I’m on the outskirts of Sierra Grande when I stop for gas. While the pump runs, I pop into the convenience store for a bottle of water, then remember the twelve-pack of water my dad put in my car on the way out here. I grab four more bottles, plus a bag of pistachios for the road.

I’m standing by the pump waiting for it to finish when an SUV pulls into the spot beside me. A blonde woman climbs out, glancing at me as she goes through the motions of inserting the pump into her SUV. Recognition lights up her eyes.

I turn back to Pearl. I’m in a sour mood, and I really hope she doesn’t talk to me.

“Excuse me?”

I sigh silently and plaster a smile on my face. “Hello,” I greet her pleasantly.

She’s a little older than me, lines around her eyes and across her forehead, but she’s very pretty. She waves, and a diamond engagement ring sparkles in the sunlight. “This is going to sound awkward, but I’m Anna. Warner’s ex-wife.”

“Oh,” I say before I can stop myself, “hello. I’m Tenley. Obviously. I mean, you already knew that.”

She smiles kindly. “Yes. But it’s nice to meet the real you. Not the public you.”

Everything printed about her comes rushing down on me, like Gatorade poured on a winning coach’s head. “I am so very sorry for that article and what they said about you. It’s my fault. If it weren’t for Warner and me…” Could I make this any worse? First, I get this woman’s private information blasted on the internet, and now I’m reminding her that her ex moved on with me. Way to go.

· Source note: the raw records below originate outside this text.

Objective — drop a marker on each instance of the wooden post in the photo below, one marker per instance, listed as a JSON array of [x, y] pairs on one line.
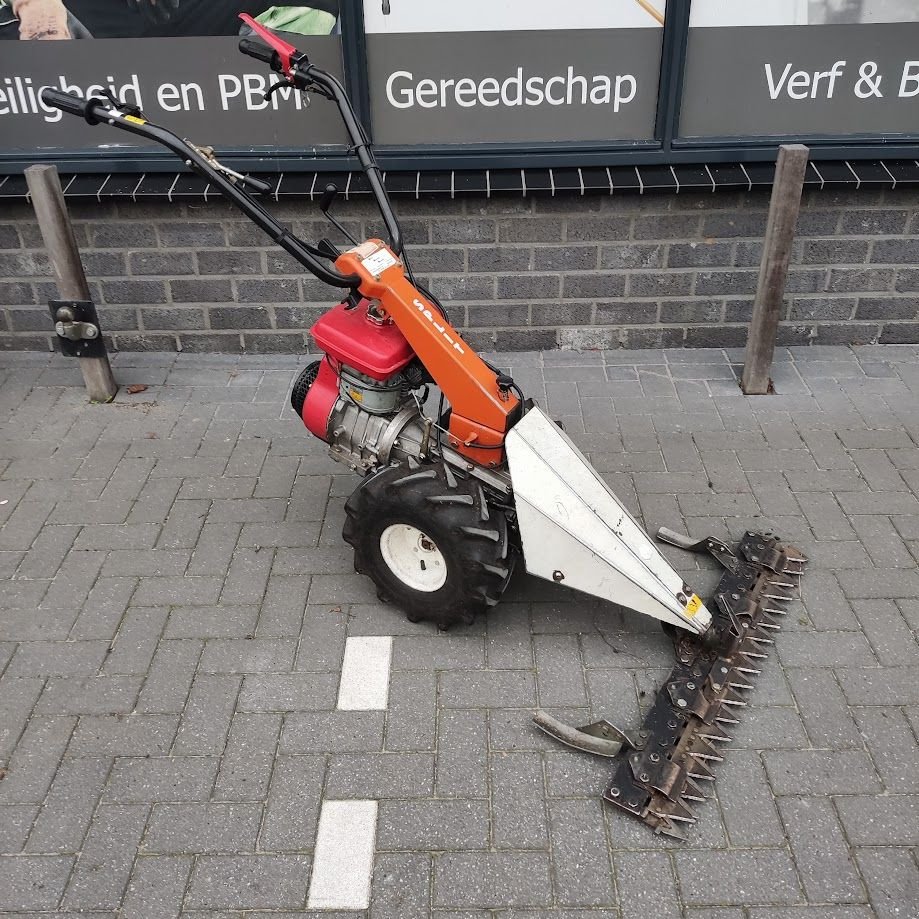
[[773, 273], [57, 233]]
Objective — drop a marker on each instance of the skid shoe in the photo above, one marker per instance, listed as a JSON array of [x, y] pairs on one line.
[[661, 769]]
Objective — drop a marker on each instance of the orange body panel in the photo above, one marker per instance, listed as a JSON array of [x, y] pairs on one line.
[[480, 410]]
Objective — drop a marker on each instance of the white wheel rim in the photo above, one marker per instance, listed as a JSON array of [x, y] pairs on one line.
[[413, 557]]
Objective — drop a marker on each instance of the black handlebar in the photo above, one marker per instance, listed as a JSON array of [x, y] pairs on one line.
[[260, 51], [303, 76], [73, 105], [97, 109]]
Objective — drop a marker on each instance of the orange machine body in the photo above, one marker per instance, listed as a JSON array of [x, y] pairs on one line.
[[481, 412]]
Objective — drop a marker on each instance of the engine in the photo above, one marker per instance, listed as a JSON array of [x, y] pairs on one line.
[[359, 398]]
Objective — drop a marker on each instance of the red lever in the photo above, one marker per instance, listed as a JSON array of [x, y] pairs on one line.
[[283, 48]]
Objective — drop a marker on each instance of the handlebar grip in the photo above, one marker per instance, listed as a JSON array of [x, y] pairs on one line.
[[260, 52], [66, 102]]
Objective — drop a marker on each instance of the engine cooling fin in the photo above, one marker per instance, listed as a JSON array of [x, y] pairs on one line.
[[662, 769]]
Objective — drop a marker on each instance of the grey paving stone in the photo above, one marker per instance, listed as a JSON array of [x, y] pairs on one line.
[[518, 807], [292, 810], [401, 886], [483, 688], [167, 591], [157, 887], [256, 655], [343, 732], [92, 695], [432, 825], [101, 875], [831, 649], [18, 696], [893, 882], [135, 642], [67, 811], [492, 880], [33, 882], [823, 708], [214, 549], [747, 805], [380, 775], [580, 855], [880, 820], [207, 715], [411, 718], [892, 639], [559, 671], [283, 606], [253, 882], [104, 608], [248, 759], [149, 779], [821, 852], [57, 658], [288, 692], [445, 651], [646, 886], [462, 754], [196, 829], [170, 676], [741, 877], [322, 640], [211, 622], [128, 735], [15, 824], [892, 745], [807, 772], [570, 775], [33, 764]]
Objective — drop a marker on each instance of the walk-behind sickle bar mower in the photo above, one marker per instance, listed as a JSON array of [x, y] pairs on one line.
[[451, 499]]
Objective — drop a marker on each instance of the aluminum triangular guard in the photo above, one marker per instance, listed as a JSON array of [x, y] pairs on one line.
[[575, 531]]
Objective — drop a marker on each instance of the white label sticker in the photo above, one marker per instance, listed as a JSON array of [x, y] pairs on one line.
[[377, 263]]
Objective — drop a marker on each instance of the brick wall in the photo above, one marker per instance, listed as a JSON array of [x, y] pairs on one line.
[[515, 274]]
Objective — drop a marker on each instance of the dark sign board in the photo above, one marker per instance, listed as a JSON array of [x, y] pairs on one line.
[[198, 85], [486, 72], [604, 80], [784, 67]]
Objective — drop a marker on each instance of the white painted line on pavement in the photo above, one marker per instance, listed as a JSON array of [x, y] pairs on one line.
[[364, 682], [343, 860]]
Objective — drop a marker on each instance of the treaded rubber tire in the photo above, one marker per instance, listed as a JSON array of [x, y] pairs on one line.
[[302, 387], [451, 511]]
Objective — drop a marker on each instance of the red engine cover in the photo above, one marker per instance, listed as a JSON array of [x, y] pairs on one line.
[[378, 351]]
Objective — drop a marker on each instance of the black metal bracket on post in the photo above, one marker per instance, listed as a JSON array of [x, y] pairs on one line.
[[76, 323]]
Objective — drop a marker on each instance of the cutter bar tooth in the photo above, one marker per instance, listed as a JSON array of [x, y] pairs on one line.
[[666, 828], [706, 757], [677, 811], [712, 732], [694, 773]]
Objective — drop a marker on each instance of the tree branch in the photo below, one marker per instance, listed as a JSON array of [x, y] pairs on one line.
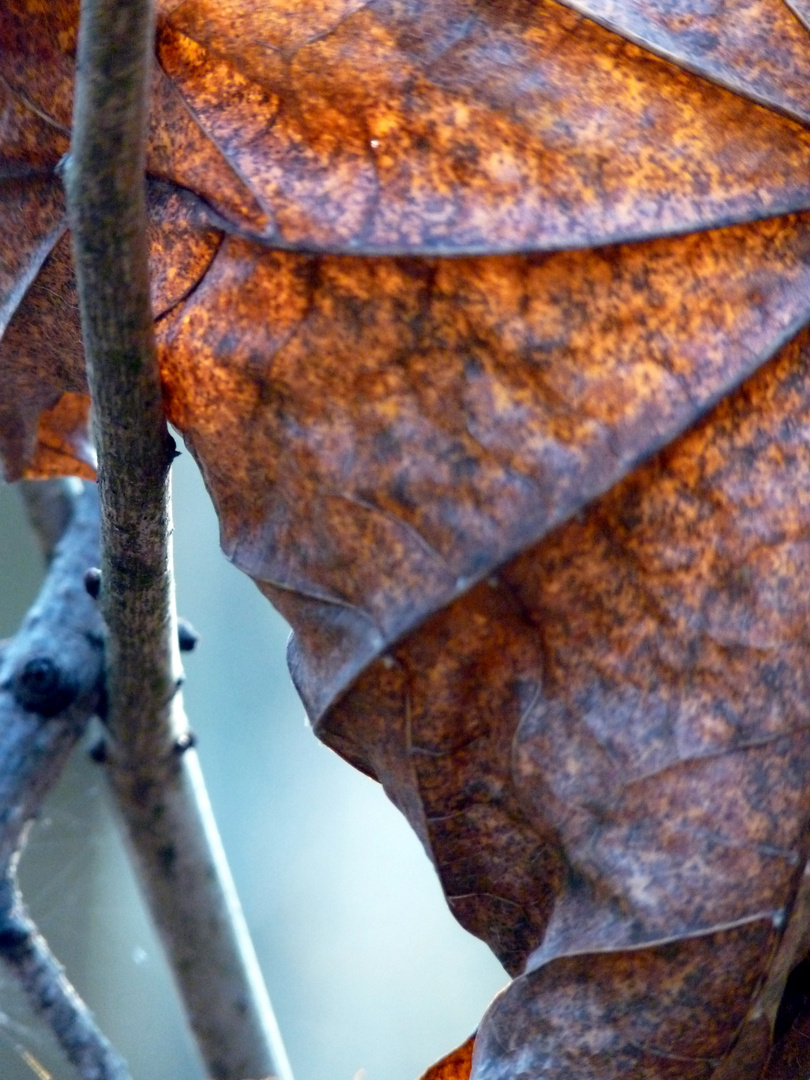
[[158, 788], [51, 679]]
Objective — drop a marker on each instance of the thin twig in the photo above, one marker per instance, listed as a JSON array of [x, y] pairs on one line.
[[158, 788], [51, 684]]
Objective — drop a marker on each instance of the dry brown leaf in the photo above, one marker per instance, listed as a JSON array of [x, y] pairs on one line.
[[455, 1066], [538, 513]]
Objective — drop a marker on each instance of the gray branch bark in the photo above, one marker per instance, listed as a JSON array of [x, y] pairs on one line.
[[158, 788], [51, 684]]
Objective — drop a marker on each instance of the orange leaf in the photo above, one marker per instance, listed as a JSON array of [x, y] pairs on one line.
[[455, 1066]]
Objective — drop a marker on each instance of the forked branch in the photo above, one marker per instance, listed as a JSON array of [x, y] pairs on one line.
[[157, 782]]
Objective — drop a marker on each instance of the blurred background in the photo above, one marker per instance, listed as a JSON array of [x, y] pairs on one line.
[[369, 975]]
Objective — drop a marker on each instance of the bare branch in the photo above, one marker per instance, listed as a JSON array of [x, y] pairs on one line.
[[158, 788], [51, 684]]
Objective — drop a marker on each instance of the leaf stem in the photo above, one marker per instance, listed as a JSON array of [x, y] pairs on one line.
[[159, 790]]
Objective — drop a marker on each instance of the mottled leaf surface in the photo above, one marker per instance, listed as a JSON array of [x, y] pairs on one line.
[[487, 324]]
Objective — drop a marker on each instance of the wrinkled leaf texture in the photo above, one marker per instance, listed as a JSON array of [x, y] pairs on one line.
[[487, 325]]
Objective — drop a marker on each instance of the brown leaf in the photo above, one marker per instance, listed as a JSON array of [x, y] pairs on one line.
[[455, 1066], [538, 513]]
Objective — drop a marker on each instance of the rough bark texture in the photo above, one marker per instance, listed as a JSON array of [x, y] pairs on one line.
[[158, 788], [51, 684]]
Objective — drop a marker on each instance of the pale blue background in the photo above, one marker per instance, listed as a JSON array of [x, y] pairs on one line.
[[370, 976]]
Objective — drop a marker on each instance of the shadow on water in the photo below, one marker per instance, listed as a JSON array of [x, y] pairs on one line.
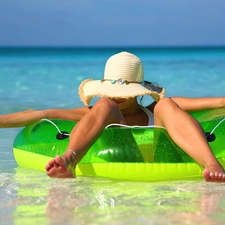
[[29, 197]]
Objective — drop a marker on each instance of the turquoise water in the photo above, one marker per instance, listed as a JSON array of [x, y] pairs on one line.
[[45, 78]]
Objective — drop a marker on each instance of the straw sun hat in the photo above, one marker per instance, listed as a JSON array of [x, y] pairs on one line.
[[123, 78]]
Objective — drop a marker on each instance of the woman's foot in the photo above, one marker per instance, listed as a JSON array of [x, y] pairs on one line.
[[61, 167], [214, 174]]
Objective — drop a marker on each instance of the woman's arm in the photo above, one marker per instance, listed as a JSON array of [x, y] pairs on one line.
[[20, 119], [197, 104]]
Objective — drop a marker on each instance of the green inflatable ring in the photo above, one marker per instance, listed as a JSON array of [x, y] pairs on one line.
[[136, 153]]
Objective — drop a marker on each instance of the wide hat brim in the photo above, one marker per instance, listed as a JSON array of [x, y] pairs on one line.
[[96, 88]]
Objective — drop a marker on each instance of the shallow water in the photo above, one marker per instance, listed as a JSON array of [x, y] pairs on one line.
[[32, 198], [33, 79]]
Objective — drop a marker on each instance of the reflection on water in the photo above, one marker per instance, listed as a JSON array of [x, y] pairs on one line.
[[29, 197]]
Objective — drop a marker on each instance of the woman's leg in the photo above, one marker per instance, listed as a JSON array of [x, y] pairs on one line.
[[83, 135], [189, 136]]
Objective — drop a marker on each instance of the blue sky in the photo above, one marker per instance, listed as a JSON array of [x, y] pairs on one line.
[[112, 22]]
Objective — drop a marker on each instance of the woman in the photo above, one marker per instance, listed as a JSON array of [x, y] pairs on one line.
[[123, 82]]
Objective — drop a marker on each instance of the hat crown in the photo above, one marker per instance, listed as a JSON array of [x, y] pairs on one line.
[[124, 65]]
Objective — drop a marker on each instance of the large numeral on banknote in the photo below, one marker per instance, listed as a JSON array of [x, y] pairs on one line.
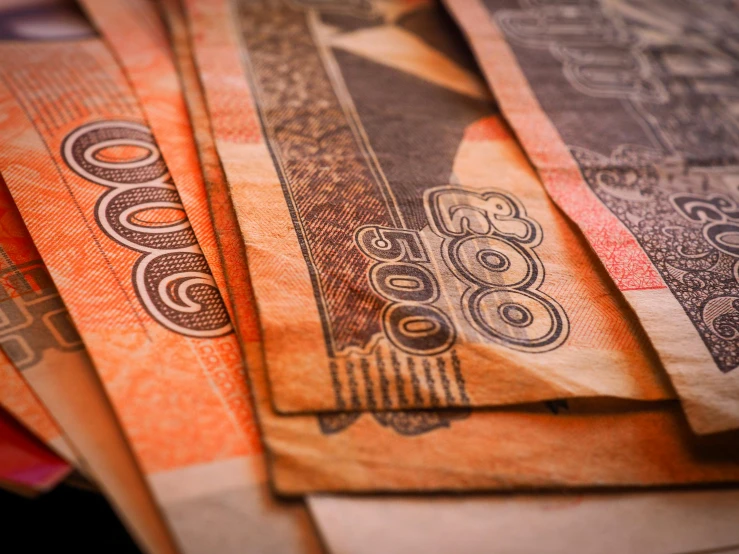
[[489, 244], [142, 211], [409, 321]]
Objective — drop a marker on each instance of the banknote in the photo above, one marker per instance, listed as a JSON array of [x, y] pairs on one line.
[[561, 443], [139, 39], [18, 399], [627, 109], [95, 193], [395, 264], [664, 522], [27, 466], [42, 343]]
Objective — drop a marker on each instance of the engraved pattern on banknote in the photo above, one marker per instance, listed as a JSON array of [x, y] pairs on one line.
[[326, 163], [489, 244], [141, 210], [32, 315], [677, 81], [407, 423], [387, 320], [410, 320]]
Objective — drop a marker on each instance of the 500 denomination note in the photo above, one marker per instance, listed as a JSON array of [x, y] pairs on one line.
[[556, 445], [393, 265], [628, 111]]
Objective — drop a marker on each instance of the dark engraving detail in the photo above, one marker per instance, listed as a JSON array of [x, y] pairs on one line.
[[408, 423], [656, 137], [489, 244], [409, 320], [172, 278], [690, 238], [32, 315]]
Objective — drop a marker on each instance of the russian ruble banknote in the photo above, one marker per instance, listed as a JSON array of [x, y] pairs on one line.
[[628, 112], [559, 444], [402, 256], [27, 466], [97, 197], [17, 398], [47, 353]]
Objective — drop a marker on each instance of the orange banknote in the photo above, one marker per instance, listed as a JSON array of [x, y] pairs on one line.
[[396, 263], [553, 445], [17, 398], [44, 346], [94, 190], [631, 126], [27, 467]]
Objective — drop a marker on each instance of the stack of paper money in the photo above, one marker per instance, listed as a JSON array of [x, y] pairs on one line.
[[258, 252]]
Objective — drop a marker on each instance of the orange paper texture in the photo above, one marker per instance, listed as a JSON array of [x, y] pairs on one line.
[[586, 444], [88, 178], [477, 293], [642, 169], [54, 363]]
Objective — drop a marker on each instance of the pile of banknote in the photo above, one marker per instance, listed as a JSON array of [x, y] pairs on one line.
[[262, 260]]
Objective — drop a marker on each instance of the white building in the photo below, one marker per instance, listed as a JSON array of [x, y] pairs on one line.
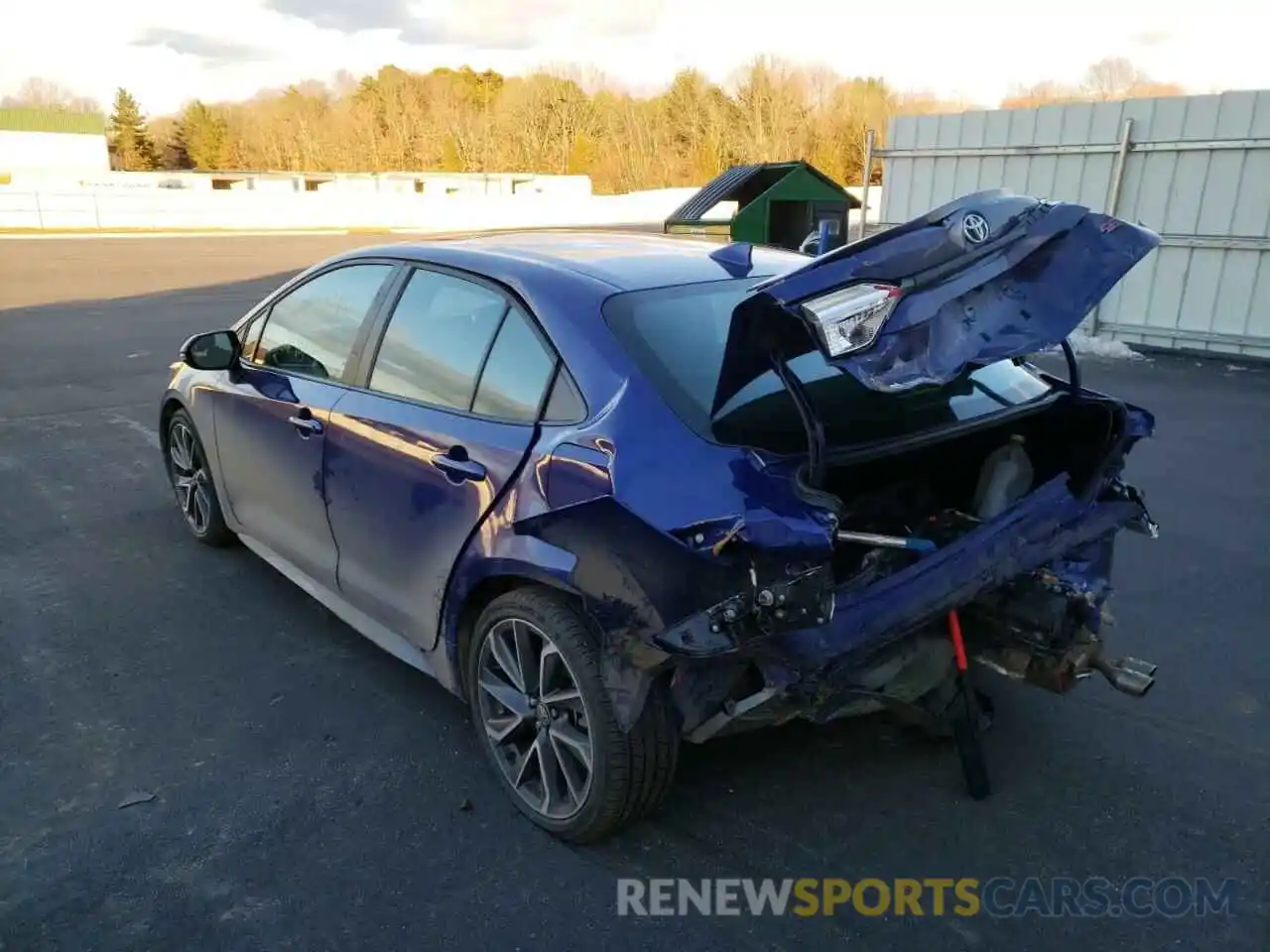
[[46, 141]]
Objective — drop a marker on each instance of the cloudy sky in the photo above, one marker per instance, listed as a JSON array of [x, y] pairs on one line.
[[168, 51]]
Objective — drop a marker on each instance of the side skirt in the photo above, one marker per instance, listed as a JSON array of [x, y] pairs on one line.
[[435, 664]]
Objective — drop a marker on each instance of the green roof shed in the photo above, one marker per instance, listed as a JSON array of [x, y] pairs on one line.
[[778, 203]]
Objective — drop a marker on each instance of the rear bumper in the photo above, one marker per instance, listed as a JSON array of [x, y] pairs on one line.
[[1047, 529], [885, 644]]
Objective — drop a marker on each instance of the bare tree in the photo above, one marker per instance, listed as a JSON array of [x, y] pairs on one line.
[[44, 93], [1112, 77]]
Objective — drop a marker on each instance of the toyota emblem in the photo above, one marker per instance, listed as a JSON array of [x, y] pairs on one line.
[[975, 229]]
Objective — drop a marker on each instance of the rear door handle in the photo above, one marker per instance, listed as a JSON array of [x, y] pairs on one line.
[[457, 466], [308, 425]]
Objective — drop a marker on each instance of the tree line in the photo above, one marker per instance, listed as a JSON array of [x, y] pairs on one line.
[[552, 121]]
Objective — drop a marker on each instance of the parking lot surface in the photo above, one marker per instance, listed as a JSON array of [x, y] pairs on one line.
[[303, 789]]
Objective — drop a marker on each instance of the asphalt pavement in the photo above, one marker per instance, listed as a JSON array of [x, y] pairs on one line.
[[298, 788]]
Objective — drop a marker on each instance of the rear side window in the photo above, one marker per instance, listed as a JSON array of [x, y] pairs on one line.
[[436, 340], [516, 375], [313, 329]]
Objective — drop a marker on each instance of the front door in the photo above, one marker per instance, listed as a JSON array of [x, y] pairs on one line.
[[417, 458], [271, 421]]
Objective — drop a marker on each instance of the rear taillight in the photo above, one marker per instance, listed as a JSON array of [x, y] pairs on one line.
[[849, 318]]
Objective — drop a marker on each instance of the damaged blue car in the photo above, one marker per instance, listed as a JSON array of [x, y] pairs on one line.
[[624, 492]]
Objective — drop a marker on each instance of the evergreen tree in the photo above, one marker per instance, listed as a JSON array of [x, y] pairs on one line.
[[131, 146], [202, 139]]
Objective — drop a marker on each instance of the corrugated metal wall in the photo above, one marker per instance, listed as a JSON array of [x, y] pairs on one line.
[[1197, 172]]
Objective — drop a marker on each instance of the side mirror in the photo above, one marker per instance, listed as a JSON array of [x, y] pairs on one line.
[[216, 350]]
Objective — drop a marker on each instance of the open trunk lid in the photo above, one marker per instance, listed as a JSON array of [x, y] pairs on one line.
[[984, 278]]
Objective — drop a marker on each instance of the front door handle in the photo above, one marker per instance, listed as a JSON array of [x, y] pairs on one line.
[[457, 466], [308, 425]]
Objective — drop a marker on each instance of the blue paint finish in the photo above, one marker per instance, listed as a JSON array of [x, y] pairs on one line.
[[400, 520], [574, 474], [1026, 289], [271, 471], [627, 508]]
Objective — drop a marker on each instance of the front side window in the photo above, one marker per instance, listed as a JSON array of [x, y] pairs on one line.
[[313, 329], [437, 339]]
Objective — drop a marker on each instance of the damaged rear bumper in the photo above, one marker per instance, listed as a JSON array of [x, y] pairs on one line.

She laughs in this small, uncomfortable way. “It’s weird, I know.”

I gesture between us. “This is all new to me.”

“It’s new to me too.”

The gas pump clicks, signaling my car is full.

Anna takes a step forward, and I stay where I am. “I want you to know I don’t blame you or Warner for that article. I don’t like it, and I don’t appreciate it, of course, but it’s not the end of the world. Warner probably acted like it, because he remembers how sick I was and how badly I wanted to hide what I was going through.”

“I understood why he acted the way he did. He’s a good man.”

“The best. So,” her gaze flickers over jam-packed Pearl. “Why are you leaving town?”

“The film is over.”

“And you and Warner?”

A lump forms in my throat. “Also over.”

Anna looks at me with a mixture of pity and understanding. “I don’t think you are.”

Pain slices across my heart. “Trust me, we are. We want different things.”

“I just dropped Peyton and Charlie back off at Warner’s place and believe me when I say that man is a wreck.”

“He is?” All I can remember is me standing in front of him, telling him I was in love with him, and him staring back at me like he’d swallowed his tongue.

“I think we’ve already reached the seventh circle of awkwardness, so I’m just going to come right out and say this. He is desperately in love with you.”

Her words should make me soar. Instead, I plummet lower than I already was. Because it doesn’t matter if Warner is in love with me. In fact, that makes it worse. Circumstances killed us, not lack of feeling.